I opened my eyes and wasn’t quite sure where I was, then I recognized these hotel room curtains and the blinking smoke detector over my head and I knew that none of it was a dream. This shit is real. Thirty is the new forty, orange is the new black, and this is the new norm. WTF? Here is the truth: Things are what they are. Forty is not thirty, orange is not black, and this is not “normal.”

We arrived at our destination last night. Unfamiliar everything. Unfamiliar highways to other unfamiliar highways. Unfamiliar streets with unfamiliar names. Unfamiliar faces, places, trees, birds. All under a big wide blanket of unfamiliar sky. I hate it. Probably wouldn’t if I was just passing through, but today I hate it all. Every unfamiliar blade of grass.

I hate that I have to try to like it. I hate even more that I have to pretend to like it, have to pretend to be excited, have to work on my attitude. I’m fucking tired. That’s what I am. I don’t have any energy reserved to pretend or do emotional gymnastics. I will rally for my child’s sake but other than that, today I honestly don’t care.  I’m just fucking tired and I want to go home. Apparently 54 is the new 5.

——————————————-

“And you may ask yourself                                       What is that beautiful house?
And you may ask yourself
Where does that highway go to?
And you may ask yourself
Am I right? Am I wrong?
And you may say yourself, “My God! What have I done?”

Saying Goodbye. July 26, 2017

On the road. In one hour, our house will no longer be ours. Not our home any more.

Home was packed up and driven away in one truck. Seven men, two days. Three lives, one life, in boxes. Fourteenthousandfourhundredandtwenty pounds. Big messy life in neat, quiet boxes. Just so much cardboard and tape holding us together, containing us all.  So many memories flooding back as I walked from room to empty room. We took deep breaths. Many deep breaths. Wiped away our tears. Then we closed the door behind us.
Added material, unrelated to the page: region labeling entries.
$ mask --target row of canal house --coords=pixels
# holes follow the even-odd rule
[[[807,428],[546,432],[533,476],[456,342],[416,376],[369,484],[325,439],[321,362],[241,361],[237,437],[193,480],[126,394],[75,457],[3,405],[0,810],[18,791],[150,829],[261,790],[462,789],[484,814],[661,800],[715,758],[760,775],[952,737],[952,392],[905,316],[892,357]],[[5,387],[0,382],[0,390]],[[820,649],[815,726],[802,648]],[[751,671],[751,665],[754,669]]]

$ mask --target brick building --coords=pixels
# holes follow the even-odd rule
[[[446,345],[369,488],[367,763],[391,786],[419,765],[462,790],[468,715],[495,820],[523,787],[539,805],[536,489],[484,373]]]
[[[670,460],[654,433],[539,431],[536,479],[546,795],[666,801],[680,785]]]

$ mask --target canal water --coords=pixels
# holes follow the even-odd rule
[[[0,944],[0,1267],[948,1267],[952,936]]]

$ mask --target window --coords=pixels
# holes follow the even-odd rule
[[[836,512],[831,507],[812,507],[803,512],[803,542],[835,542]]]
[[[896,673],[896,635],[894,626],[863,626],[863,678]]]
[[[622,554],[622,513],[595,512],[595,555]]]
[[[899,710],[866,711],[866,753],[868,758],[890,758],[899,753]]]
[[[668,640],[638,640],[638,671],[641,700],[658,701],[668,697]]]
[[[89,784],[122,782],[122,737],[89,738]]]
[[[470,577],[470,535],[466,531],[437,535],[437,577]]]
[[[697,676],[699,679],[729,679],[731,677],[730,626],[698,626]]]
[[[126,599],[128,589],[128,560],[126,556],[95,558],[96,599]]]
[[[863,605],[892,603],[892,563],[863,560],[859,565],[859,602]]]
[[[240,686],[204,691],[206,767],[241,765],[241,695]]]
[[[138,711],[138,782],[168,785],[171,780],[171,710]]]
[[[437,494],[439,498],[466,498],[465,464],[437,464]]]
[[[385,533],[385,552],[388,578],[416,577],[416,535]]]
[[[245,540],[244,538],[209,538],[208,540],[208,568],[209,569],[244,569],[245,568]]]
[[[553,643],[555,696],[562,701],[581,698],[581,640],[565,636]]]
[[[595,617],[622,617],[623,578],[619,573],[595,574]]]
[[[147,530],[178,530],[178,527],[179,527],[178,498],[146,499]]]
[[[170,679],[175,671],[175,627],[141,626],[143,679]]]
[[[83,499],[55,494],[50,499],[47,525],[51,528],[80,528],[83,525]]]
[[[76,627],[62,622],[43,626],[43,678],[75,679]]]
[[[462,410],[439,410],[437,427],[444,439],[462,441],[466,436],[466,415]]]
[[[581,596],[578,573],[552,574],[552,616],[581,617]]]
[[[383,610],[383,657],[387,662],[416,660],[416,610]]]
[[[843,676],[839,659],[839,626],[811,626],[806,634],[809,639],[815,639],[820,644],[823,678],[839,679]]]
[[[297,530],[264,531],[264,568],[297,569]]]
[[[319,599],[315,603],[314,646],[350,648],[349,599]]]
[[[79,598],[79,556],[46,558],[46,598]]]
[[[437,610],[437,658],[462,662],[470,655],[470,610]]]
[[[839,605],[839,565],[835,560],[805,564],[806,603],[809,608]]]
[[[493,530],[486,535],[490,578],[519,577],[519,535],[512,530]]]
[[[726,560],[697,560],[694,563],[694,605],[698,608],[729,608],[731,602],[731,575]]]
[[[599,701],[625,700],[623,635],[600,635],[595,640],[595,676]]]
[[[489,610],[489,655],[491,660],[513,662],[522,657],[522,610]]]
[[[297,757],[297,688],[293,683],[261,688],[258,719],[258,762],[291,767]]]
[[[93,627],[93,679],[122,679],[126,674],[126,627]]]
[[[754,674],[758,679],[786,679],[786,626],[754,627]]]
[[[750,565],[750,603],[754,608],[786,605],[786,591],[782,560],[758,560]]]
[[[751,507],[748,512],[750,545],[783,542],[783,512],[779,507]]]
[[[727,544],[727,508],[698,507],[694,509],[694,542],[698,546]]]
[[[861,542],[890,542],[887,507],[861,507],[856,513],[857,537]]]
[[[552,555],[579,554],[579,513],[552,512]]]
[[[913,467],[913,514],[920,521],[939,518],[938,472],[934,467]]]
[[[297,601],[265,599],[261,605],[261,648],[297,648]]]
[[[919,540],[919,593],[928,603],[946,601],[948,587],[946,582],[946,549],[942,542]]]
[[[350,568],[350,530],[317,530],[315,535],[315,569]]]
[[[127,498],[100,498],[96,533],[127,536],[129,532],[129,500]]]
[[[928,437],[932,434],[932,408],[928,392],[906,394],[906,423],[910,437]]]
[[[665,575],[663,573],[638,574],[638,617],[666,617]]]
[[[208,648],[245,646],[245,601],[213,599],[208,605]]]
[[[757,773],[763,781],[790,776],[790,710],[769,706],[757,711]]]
The farther we drive from that place that was our home for so many years, the harder it hurts. The stronger the tug back. These tears cannot be held back. These tears are bitter, stinging tears. Tears of loss as powerful as death.

———————————–

I don’t know what is waiting at the end of this highway.  At this moment I can’t see forward, only what is now behind.

I trust in a Divine plan and have faith that God has put us on a path to good, to happy, to better. I don’t know why I have to go so far away and give up so much. Maybe it’s a test of faith. Maybe the reward for faithfulness is at the end of this drive. A rainbow to a pot of gold. Or maybe I’ve misread the signs and this is one fucking huge mistake, one erroneous human decision.  Odds are I’ll never know why my path has taken this turn, but I’m on it now. Too far to turn back, too heartbroken to look forward.

Pray that I find peace when I arrive at my destination. Pray that I can let go of regret and self-doubt. Pray that I find home in my heart so that I can make a home for my child.

I pray to see my family and dear friends very soon. I pray that they don’t forget me as my absence grows longer. I pray for some happy twist of fate that will take us Home again.